Last week I tweeted about winning a Samsung digital camera. I entered into a contest to win a dual LCD Samsung ST550 by tweeting a reply to @tapandtake, a Twitter account started to market the camera and generate buzz by giving 25 free cameras away. I did some digging on the campaign and looking it over and couldn’t find how they chose the winners, but it seems random.

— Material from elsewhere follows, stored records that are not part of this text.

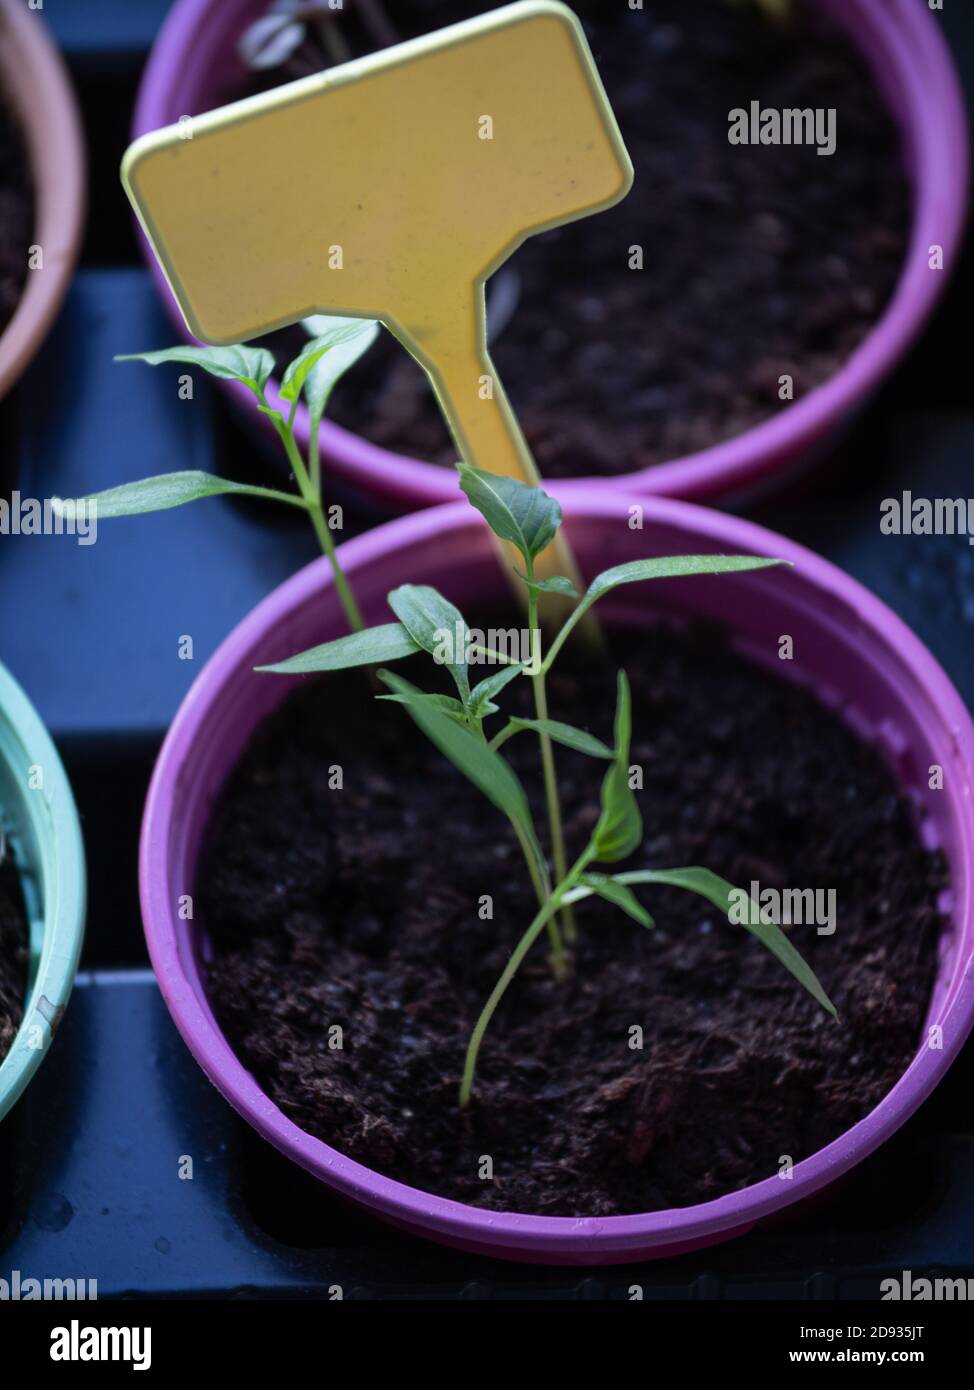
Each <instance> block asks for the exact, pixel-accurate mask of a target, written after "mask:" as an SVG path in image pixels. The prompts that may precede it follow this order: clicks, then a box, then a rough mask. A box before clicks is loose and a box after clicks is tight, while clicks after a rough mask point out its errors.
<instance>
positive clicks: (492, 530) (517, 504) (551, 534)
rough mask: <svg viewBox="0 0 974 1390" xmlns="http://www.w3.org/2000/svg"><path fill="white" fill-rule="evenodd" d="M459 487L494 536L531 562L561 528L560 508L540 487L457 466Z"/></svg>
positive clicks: (511, 479) (481, 469) (463, 466)
mask: <svg viewBox="0 0 974 1390" xmlns="http://www.w3.org/2000/svg"><path fill="white" fill-rule="evenodd" d="M460 486H461V488H463V491H464V492H465V493H467V496H468V499H470V502H471V503H472V505H474V506H475V507H477V510H478V512H479V513H481V516H482V517H484V518H485V520H486V523H488V525H489V527H490V530H492V531H493V534H495V535H499V537H500V539H502V541H510V542H511V543H513V545H515V546H517V548H518V550H520V552H521V555H522V556H524V560H525V563H528V562H531V560H534V557H535V556H536V555H540V552H542V550H543V549H545V546H546V545H547V543H549V541H552V538H553V537H554V534H556V531H557V530H559V527H560V525H561V507H560V506H559V503H557V502H556V500H554V498H549V495H547V493H546V492H545V491H543V489H542V488H529V486H528V484H527V482H518V481H517V478H506V477H502V475H499V474H495V473H486V471H485V470H484V468H471V467H468V466H467V464H463V463H461V464H460Z"/></svg>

The campaign appears to have started on July 31, 2009 (at least that is when the Facebook Fan Page was launched). Since that time the Facebook Fan page has 2,100 fans and a Twitter account with 2,100 followers. This is a great example of how previewing something before it hits the stores, or the stands could help generate buzz and excitement about a product. To me, that’s pretty impressive. Sure, the marketing campaign is giving away free cameras and so it will attract a lot of followers and fans just based on that, but the fan page is very active. The page is updated regularly and gets lots of comments and reactions from its fans. The Twitter account is the same, getting a lot of retweets and replies as well.
The news could learn a thing or two from this. At my college paper, we would post previews of stories to the Web before posting the full thing. What’s interesting is that according to the analytics, the stories with preview posts would generate more views than those without.
It’s simple: with the fast-paced Web the stories were able to get more exposure on the site. But perhaps even more importantly, the same thing could be done with news organizations’ social media accounts. These should be used to interact with the audience, including making them feel valuable by offering them inside sneak peeks perhaps or simply the heads up that a specific story is coming out soon to build interest. This could result in a better return on pageviews. What other ideas could we take from such campaigns? Giving people an incentive to engage certainly helps.